Pada masa tersebut teori surplus energi mempunyai pengaruh besar terhadap psikologi,
namun teorinya dirasakan kurang tepat dan mendapat tantangan. Sebagai contoh, anak akan
cepat-cepat akan menyelesaikan tugas kalau dijanjikan boleh bermain setelah tugasnya selesai.
Bayi yang sudah mengantuk seringkali tetap ingin bermain dengan mainannya. Dari kedua
contoh tersebut, jelas tergambar bahwa bermain merupakan suatu insentif, dan bukan muncul
akibat kelebihan energi.
Abad 19, teori evolusi mempunyai pengaruh besar terhadap studi tentang anak. Apa yang
dikemukakan Herbert Spencer dirasakan terlalu spekulatif tetapi pendapat Charles Darwin di
dalam bukunya Origin of Species (dalam Millar, 1972) tidak dapat diabaikan begitu saja. Bahwa
manusia merupakan hasil evolusi dari makhluk yang lebih rendah akhirnya merangsang dan
mendorong minat para ilmuwan untuk mempelajari perkembangan manusia sejak bayi sampai
menjadi dewasa. Kalau sebelumnya pendekatan yang dilakukan untuk mempelajari perilaku
manusia bersifat spekulatif, maka sejak saat itu dilakukan lebih ilmiah, melalui metode
observasi. Para ayah, termasuk darwin membuat pencatatan atas perkembangan anak-anak
mereka.
G. Stanley Hall, seorang profesor Psikologi dan paedagogi berminat terhadap teori
evolusi dan bidang pendidikan, dia juga mempelajari perkembangan anak. G. Stanley Hall
meninjau bermain dari teori rekapitulasi, dan gagasannya adalah sebagai berikut: anak
merupakan mata rantai evolusi dari binatang sampai menjadi manusia. Artinya anak
menjalankan semua tahapan evolusi, mulai dari protozoa (hewan bersel satu) sampai menjadi
janin. Sejak konsepsi atau bertemunya sel telur dengan sperma sampai anak lahir, melampaui
beberapa tahap perkembangan yang serupa dengan urutan perkembangan dari species ikan
sampai menjadi species manusia. Dengan demikian, perkembangan sesorang akan mengulangi
perkembangan ras tertentu sehingga pengalaman-pengalaman nenek moyangnya akan tertampil
didalam kegiatan bermain pada anak (dalam Millar, 1972 dan johnson et al, 1999). Teori
rekapitulasi berhasil memberi penjelasan lebih rinci mengenai tahapan kegiatan bermain yang
mengikuti urutan sama seperti evolusi makhluk hidup.
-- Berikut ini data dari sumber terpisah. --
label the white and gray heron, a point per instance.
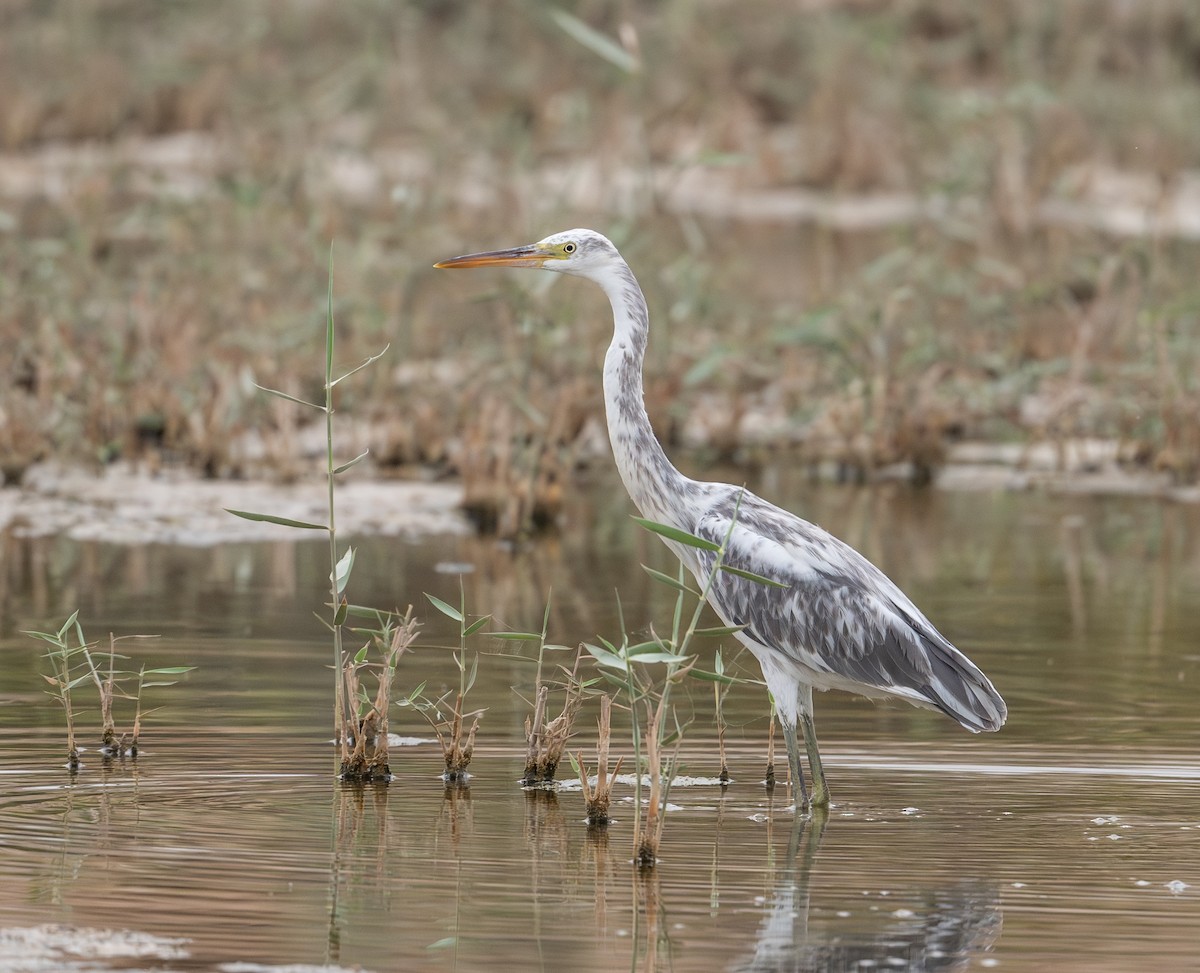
(838, 622)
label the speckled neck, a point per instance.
(653, 482)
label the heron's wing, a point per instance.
(839, 616)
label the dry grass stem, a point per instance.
(597, 799)
(547, 740)
(365, 757)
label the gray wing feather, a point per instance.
(839, 616)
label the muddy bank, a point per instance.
(123, 505)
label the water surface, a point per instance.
(1068, 841)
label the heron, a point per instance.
(831, 619)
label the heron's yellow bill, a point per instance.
(527, 256)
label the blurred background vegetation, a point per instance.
(867, 229)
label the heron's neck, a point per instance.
(654, 485)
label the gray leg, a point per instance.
(820, 788)
(799, 792)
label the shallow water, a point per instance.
(1068, 841)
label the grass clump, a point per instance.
(73, 664)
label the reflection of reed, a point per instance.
(652, 942)
(349, 840)
(941, 935)
(1069, 533)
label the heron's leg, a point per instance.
(799, 791)
(820, 788)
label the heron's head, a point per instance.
(580, 252)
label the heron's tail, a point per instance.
(959, 689)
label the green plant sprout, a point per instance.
(73, 664)
(341, 565)
(457, 744)
(546, 738)
(390, 637)
(654, 722)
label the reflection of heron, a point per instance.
(834, 620)
(939, 929)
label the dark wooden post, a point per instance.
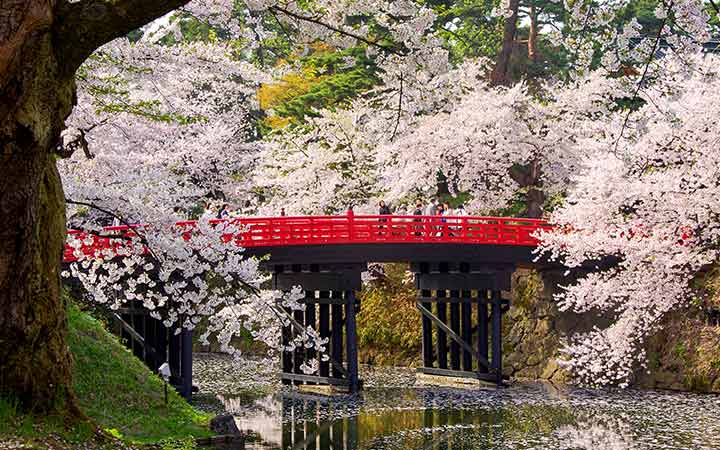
(186, 363)
(336, 343)
(299, 317)
(351, 341)
(310, 306)
(483, 334)
(324, 330)
(497, 335)
(427, 335)
(287, 356)
(286, 439)
(337, 434)
(466, 328)
(441, 335)
(455, 326)
(311, 426)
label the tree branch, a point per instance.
(650, 59)
(82, 27)
(360, 38)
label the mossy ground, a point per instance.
(115, 390)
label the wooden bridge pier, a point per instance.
(330, 309)
(473, 328)
(153, 343)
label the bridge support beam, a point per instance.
(153, 343)
(473, 293)
(330, 309)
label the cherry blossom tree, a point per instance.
(650, 200)
(156, 141)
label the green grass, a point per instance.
(114, 389)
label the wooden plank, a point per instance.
(336, 335)
(301, 377)
(442, 347)
(299, 353)
(497, 334)
(324, 328)
(287, 357)
(134, 334)
(351, 342)
(427, 338)
(455, 326)
(466, 328)
(452, 335)
(458, 374)
(310, 316)
(483, 334)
Sebagai contoh, kesenangan anak untuk
bermain air dapat dikaitkan dengan kegiatan nenek moyangnya, species ikan yang mendapat
kesenangan di dalam air. Anak yang berkeinginan untuk memanjat pohon dan berayun dari satu
dahan ke dahan lain sebagai cerminan kebiasaan monyet dan perilaku bermain jenis ini muncul
sebelum anak terlibat dalam kegiatan bermain kelompok. Anak usia 8 12 tahun, anak senang
berkemah, berperahu, memancing, berburu bersama sekelompok teman dan ini merupakan
cermin kebiasaan masyarakat primitif. Teori yang diajukan G. Stanley Hall tentu saja
mempunyai kelemahan, tetapi setidaknya dapat di anggap mempunyai peran besar karena
berhasil mendorong minat ilmuwan lain untuk mempelajari perilaku anak dalam berbagai tahap
usia.
Teori praktis yang diajukan oleh Karl Groos, seorang filsuf yang meyakini bahwa
bermain berfungsi untuk memperkuat instink yang dibutuhkan guna kelangsungan hidup di masa
mendatang. Dasar teori Groos adalah prinsip seleksi alamiah yang dikemukakan oleh Charles
Darwin. Binatang dapat mempertahankan hidupnya karena dia mempunyai ketrampilan yang
diperoleh melalui bermain. Bayi yang baru lahir dan juga binatang mewarisi sejumlah instink
yang tidak sempurna dan instink ini penting guna mempertahankan hidup. Bermain bermanfaat
bagi yang masih muda dalam melatih dan menyempurnakan instinknya. Jadi tujuan bermain
adalah sebagai sarana latihan dan mengelaborasi ketrampilan yang diperlukan saat dewasa nanti.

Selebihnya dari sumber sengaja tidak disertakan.